From e3f633dcb36889fa85ea06cca339072df3c44ae0 Mon Sep 17 00:00:00 2001
From: Keith Packard <[email protected]>
Date: Thu, 23 Oct 2008 11:53:45 -0700
Subject: [PATCH] Add kmap_atomic_prot_pfn
kmap_atomic_prot_pfn is a mixture of kmap_atomic_prot and kmap_atomic_pfn,
accepting both a pfn instead of a page and an explicit protection value.
Signed-off-by: Keith Packard <[email protected]>
---
arch/x86/mm/highmem_32.c | 19 +++++++++++++++++++
include/asm-x86/highmem.h | 1 +
include/linux/highmem.h | 1 +
3 files changed, 21 insertions(+), 0 deletions(-)
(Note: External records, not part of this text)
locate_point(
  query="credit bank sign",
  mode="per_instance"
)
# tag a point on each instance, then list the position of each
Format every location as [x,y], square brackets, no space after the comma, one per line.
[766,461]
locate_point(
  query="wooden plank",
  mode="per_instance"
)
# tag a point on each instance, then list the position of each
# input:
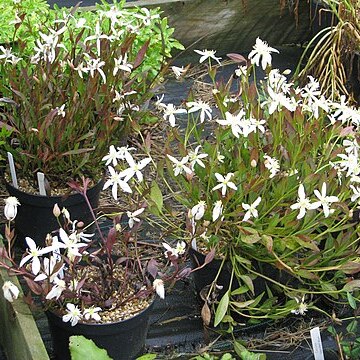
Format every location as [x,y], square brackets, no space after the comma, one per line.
[19,335]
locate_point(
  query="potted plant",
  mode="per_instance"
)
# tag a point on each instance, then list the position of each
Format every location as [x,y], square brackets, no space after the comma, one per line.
[80,85]
[100,287]
[267,180]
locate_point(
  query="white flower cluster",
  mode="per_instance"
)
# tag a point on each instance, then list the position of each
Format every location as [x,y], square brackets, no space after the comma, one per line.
[120,179]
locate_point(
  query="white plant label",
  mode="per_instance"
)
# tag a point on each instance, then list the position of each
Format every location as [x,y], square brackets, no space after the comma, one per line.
[317,344]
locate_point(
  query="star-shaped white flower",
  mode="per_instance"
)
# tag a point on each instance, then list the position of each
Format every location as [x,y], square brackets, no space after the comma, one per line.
[208,54]
[324,200]
[134,168]
[204,108]
[169,113]
[116,181]
[251,209]
[158,286]
[302,204]
[10,209]
[261,51]
[195,157]
[92,313]
[234,121]
[198,211]
[180,166]
[224,183]
[133,216]
[112,156]
[10,291]
[217,210]
[73,314]
[33,254]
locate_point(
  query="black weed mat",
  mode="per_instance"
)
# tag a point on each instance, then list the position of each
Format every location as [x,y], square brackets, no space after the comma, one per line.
[177,332]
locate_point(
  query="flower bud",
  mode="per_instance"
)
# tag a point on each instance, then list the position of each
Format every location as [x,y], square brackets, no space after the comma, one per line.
[56,210]
[158,285]
[11,292]
[66,214]
[10,210]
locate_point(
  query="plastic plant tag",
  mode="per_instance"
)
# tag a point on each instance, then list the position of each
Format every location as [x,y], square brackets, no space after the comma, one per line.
[12,170]
[317,344]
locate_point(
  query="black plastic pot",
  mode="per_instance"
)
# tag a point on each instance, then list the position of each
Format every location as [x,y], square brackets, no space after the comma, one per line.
[35,214]
[123,340]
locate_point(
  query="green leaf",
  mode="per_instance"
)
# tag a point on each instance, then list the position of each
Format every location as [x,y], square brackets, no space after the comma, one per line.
[156,196]
[351,300]
[147,357]
[352,285]
[82,348]
[222,308]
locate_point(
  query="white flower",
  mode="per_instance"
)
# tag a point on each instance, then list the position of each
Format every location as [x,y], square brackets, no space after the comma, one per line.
[178,250]
[204,108]
[261,51]
[34,253]
[180,247]
[116,181]
[57,289]
[302,307]
[133,216]
[224,183]
[277,100]
[97,36]
[356,193]
[207,54]
[70,243]
[169,113]
[251,209]
[180,166]
[241,71]
[178,71]
[112,156]
[220,158]
[272,164]
[147,17]
[10,290]
[217,210]
[234,121]
[73,314]
[10,209]
[324,200]
[48,269]
[122,64]
[96,65]
[158,286]
[134,168]
[61,111]
[92,313]
[195,158]
[302,204]
[198,211]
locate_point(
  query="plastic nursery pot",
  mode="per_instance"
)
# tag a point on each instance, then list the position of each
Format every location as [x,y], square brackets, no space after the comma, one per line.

diff --git a/arch/x86/mm/highmem_32.c b/arch/x86/mm/highmem_32.c
index bcc079c..91ae5e8 100644
--- a/arch/x86/mm/highmem_32.c
+++ b/arch/x86/mm/highmem_32.c
@@ -139,6 +139,25 @@ void *kmap_atomic_pfn(unsigned long pfn, enum km_type type)
}
EXPORT_SYMBOL_GPL(kmap_atomic_pfn); /* temporarily in use by i915 GEM until vmap */
+/* This is the same as kmap_atomic_prot() but can map memory that doesn't
+ * have a struct page associated with it.
+ */
+void *kmap_atomic_prot_pfn(unsigned long pfn, enum km_type type, pgprot_t prot)
+{
+ enum fixed_addresses idx;
+ unsigned long vaddr;
+
+ pagefault_disable();
+
+ idx = type + KM_TYPE_NR*smp_processor_id();
+ vaddr = __fix_to_virt(FIX_KMAP_BEGIN + idx);
+ set_pte(kmap_pte-idx, pfn_pte(pfn, prot));
+ arch_flush_lazy_mmu_mode();
+
+ return (void*) vaddr;
+}
+EXPORT_SYMBOL_GPL(kmap_atomic_prot_pfn); /* temporarily in use by i915 GEM until vmap */
+
struct page *kmap_atomic_to_page(void *ptr)
{
unsigned long idx, vaddr = (unsigned long)ptr;
diff --git a/include/asm-x86/highmem.h b/include/asm-x86/highmem.h
index bc3f6a2..a1f8f8c 100644
--- a/include/asm-x86/highmem.h
+++ b/include/asm-x86/highmem.h
@@ -66,6 +66,7 @@ void *kmap_atomic_prot(struct page *page, enum km_type type, pgprot_t prot);
void *kmap_atomic(struct page *page, enum km_type type);
void kunmap_atomic(void *kvaddr, enum km_type type);
void *kmap_atomic_pfn(unsigned long pfn, enum km_type type);
+void *kmap_atomic_prot_pfn(unsigned long pfn, enum km_type type, pgprot_t prot);
struct page *kmap_atomic_to_page(void *ptr);
#ifndef CONFIG_PARAVIRT
diff --git a/include/linux/highmem.h b/include/linux/highmem.h
index 7dcbc82..7fbee2c 100644
--- a/include/linux/highmem.h
+++ b/include/linux/highmem.h
@@ -55,6 +55,7 @@ static inline void *kmap_atomic(struct page *page, enum km_type idx)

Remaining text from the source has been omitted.